In order to work properly, one requirement  is clear guidelines within which local parties can make decisions.  Boundaries have to be transparent.  Another is a very strict and ruthless auditing regime.  Yet another is severe consequences for breaches and failures and incompetence at the local level.  Gaming and freeloading of the system must be as intolerable for the guilty as for any line staff member in a tight, well-managed business. 

Complaints about Whanau Ora are beginning to burgeon.
In the past few months a series of mini-scandals and criticisms have been levelled at the social welfare fund, largely thanks to digging by Winston Peters.  Most damning has been the conviction of Mongrel Mob member Korrey Teeati Cook for supplying drugs he bought with a $20,000 Whanau Ora grant. At first, Turia insisted there was no proof - until Cook was jailed this month, which she dismissed as a one-off.  Peters revealed last week that an immigrant with a history of family violence, child neglect and drug abuse got help from the fund for his residency application. He has also uncovered a $60,000 grant to a rugby club to research "whanau connectedness", and highlighted a $3000 grant to a hairdresser to hold two family hui.
It is inevitable that sin-riddled human beings will attempt to game any system.  Audit, discipline, controls and sanctions are, therefore, essential.  The no-mistakes standard needs to be led from the top.  If Tariana Turia does not speak up and require and insist upon high standards the scandals will multiply exponentially.  But it is reported that Turia has not fronted.  In fact, she appears to be conspicuous by her absence.
Around $5.5 million was paid out last year - $164m has been allocated over four years. The grandiloquent NZ First leader wickedly calls Whanau Ora a "bro-ocracy", a "touchy-feely slush fund" and "a circus with no accountability". Yet, when called on to defend her policy baby, Turia rarely fronts up.

When Cook - who was already on bail for violence offences - was jailed for four years, she failed to turn up to a Taranaki event where reporters were waiting for her to explain the misuse of funds. A quick search reveals this is not unusual - she didn't show up to deliver at least 18 speeches this year, relying on someone else to read them out. One ministerial aide this past week told me this behaviour was "extraordinary".
We are not aware of all the circumstances that have had Turia fronting by proxy.  But what is clear is that she is not leading the ethics and accountability charge in her department and ministerial responsibilities.  Because she is not, because she is not insisting upon honesty, integrity, strict compliance with guidelines, and a no-mistakes standard, with transparent consequences for breaches, Whanau Ora has been doomed to repeated malodorous scandals such as those now bubbling to the surface more pungently than a Rotorua mudpool.
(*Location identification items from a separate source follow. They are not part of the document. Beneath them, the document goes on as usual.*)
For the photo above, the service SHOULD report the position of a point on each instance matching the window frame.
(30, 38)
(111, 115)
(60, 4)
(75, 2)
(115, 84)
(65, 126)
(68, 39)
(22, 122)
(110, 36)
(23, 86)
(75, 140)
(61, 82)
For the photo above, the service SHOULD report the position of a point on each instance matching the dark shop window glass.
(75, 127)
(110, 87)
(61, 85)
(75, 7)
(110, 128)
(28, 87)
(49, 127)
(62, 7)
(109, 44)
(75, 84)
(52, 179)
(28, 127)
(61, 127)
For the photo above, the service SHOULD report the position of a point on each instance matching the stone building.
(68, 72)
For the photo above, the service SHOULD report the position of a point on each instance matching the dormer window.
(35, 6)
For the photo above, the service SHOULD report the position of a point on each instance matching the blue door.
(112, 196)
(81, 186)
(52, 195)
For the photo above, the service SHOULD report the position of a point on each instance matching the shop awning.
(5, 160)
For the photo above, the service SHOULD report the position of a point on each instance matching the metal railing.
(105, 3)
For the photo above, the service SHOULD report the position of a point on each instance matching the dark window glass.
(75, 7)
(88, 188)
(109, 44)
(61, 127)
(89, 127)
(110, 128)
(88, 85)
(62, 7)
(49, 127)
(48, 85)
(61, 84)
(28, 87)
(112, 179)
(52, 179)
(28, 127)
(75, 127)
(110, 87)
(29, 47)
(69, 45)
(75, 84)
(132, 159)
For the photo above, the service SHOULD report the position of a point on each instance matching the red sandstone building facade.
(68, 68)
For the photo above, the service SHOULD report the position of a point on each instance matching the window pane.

Why might Turia be failing in this rather basic requirement of good governance?  Vance implies that soft-racism is at work:
The Maori Party co-leader is disdainful of non-Maori media. Instead of countering criticism, she attacked reporters for not covering Whanau Ora's "good news" stories.  (Emphasis, ours). 
Unfortunately this would be consistent with a mentality Turia has demonstrated before.   She has a clearly expressed conviction that Maori have been ruthlessly exploited.  She has used the term "holocaust" to describe the "suffering" they allegedly endured.  Presumably all criticism of Maori is a continuation of this "holocaust".  She appears to believe that Maori should be judged by a different standard.  Expectations should not be high.  Applied standards of accountability would only serve to continue the racial inferiority complex caused by centuries of racist oppression in Turia's version of low-expectation, soft-racism. 

We suspect that to Turia, positive discrimination is a good thing as long as it favours Maori.  One manifestation is cutting some slack for Whanau Ora beneficiaries and being publicly tolerant of fraud and graft. 

At this point all Maori with even a modicum of integrity and self-respect will be hanging their heads in shame.  At this point, Turia has become their betrayer.